こうした英語も、なかなか難しい。草を刈るのをmowと表現できる日本人は、滅多にいないだろう。ところが、このような「日常生活的専門用語」に関しても、ChatGPTは対応できる。人間の外国語教師は、哲学的表現や文学的表現は知っているが、このような専門用語を知っているのかどうか大いに疑問だ。
日本の大学の外国語教育は、競争力低下の大きな原因
外国人と意思の疎通ができないのは、医学用語や園芸用語に限った話ではない。私は昔、ある大学の英語教師が外国出張から帰ってきて、「アメリカに行ったら一言も通じないので驚いた」と言ったのを聞いたことがある。驚いたのはこちらのほうだ。
人材に関する競争力ランキングにおいて、日本の順位はきわめて低い。とくに低いのが、経営者の国際感覚だ。
スイスのビジネススクール・IMDが公表する世界人材ランキングの2023年版で、日本は、世界64カ国・地域中で43位だ(注1)。「上級管理職の国際経験」への評価が、調査対象国・地域で最下位の64位だった。「語学力」は60位だ。
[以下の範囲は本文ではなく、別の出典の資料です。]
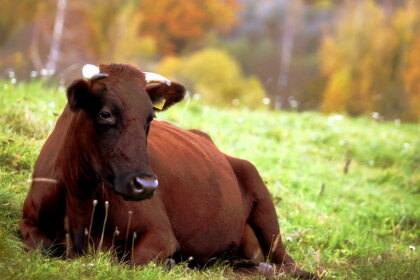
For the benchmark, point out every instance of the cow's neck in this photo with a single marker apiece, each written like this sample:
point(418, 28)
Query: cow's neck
point(82, 187)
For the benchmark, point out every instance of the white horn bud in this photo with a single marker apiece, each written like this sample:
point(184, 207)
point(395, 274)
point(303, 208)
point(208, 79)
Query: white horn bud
point(156, 78)
point(92, 72)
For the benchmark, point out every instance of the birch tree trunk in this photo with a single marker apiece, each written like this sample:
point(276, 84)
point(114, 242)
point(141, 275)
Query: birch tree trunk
point(54, 53)
point(286, 50)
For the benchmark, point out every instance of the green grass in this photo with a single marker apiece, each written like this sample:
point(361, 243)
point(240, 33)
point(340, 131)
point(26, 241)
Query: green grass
point(357, 225)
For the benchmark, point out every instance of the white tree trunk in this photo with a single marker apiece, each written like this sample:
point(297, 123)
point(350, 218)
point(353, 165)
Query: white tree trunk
point(54, 53)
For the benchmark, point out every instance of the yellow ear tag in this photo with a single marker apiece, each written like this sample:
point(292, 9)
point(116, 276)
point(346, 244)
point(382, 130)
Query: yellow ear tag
point(159, 104)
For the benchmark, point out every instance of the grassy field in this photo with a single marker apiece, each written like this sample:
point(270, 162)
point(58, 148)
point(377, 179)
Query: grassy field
point(356, 223)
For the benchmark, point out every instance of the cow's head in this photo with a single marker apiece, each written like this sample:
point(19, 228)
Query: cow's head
point(114, 109)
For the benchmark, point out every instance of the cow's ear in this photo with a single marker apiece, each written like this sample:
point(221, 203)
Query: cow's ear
point(80, 95)
point(164, 96)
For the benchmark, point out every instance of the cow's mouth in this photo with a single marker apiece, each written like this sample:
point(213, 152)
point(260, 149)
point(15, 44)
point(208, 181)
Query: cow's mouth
point(136, 189)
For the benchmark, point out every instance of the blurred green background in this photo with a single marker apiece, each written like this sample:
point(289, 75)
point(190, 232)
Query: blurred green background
point(354, 57)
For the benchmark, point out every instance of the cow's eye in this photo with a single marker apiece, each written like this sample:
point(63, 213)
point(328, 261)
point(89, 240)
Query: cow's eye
point(105, 115)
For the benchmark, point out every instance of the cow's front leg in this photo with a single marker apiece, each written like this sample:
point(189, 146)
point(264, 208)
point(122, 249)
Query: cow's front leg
point(34, 238)
point(154, 245)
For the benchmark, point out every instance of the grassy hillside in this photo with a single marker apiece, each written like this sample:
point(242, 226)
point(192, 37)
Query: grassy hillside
point(356, 224)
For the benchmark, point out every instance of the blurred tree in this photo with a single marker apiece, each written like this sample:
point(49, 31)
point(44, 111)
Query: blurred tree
point(217, 77)
point(175, 24)
point(407, 23)
point(13, 14)
point(365, 57)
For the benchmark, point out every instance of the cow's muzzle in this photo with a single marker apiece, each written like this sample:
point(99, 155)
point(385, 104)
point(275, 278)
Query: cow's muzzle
point(137, 187)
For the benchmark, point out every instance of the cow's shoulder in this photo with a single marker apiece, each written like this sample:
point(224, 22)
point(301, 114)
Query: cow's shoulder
point(201, 134)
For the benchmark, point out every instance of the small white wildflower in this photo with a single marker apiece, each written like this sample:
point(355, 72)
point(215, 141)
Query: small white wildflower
point(236, 102)
point(293, 102)
point(34, 74)
point(11, 74)
point(376, 115)
point(334, 118)
point(266, 100)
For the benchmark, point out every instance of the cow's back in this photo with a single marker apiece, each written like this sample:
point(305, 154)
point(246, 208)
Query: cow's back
point(200, 191)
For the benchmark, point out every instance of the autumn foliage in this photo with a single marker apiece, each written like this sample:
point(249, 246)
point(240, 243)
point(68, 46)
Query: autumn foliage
point(371, 61)
point(176, 23)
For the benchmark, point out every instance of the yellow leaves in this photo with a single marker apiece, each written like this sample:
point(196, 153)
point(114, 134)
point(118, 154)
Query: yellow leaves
point(365, 60)
point(337, 92)
point(412, 79)
point(175, 23)
point(216, 76)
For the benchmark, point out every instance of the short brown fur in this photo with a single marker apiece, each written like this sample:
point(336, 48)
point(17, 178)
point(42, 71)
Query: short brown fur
point(207, 204)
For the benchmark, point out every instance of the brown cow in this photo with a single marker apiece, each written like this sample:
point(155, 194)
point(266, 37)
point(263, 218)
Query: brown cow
point(207, 205)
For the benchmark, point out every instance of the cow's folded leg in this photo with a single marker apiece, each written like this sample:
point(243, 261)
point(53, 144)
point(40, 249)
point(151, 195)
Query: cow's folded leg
point(154, 246)
point(35, 239)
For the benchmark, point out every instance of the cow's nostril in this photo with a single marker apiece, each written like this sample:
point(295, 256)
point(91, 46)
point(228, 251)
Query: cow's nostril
point(137, 184)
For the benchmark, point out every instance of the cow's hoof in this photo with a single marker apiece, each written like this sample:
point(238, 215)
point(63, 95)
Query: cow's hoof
point(266, 270)
point(169, 263)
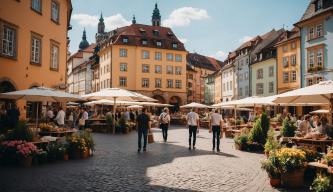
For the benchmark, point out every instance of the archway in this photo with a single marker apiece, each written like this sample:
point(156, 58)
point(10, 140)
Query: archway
point(160, 98)
point(176, 102)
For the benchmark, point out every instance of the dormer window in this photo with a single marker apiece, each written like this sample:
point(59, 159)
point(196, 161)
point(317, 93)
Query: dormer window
point(125, 40)
point(144, 42)
point(319, 4)
point(174, 45)
point(156, 32)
上級管理職が国際経験に乏しいこと、グローバルに活躍しうる語学力に欠けることは、日本衰退の大きな原因だ。
このようなことになってしまうのは、大学での外国語教育の責任だと考えざるをえない。世界最大の成人の英語能力ランキングであるEF EPI英語能力指数ランキングの2023年版で、日本は、113の国・地域中で87位だった。アジアの23の国・地域の中では15位だ(注2)。外国語の教育体制は、日本の企業の競争力に直接影響する大問題なのである。
注1 IMD/World Talent Ranking 2023
注2 EF EPI、EF英語能力指数、世界113カ国・地域の英語能力ランキング。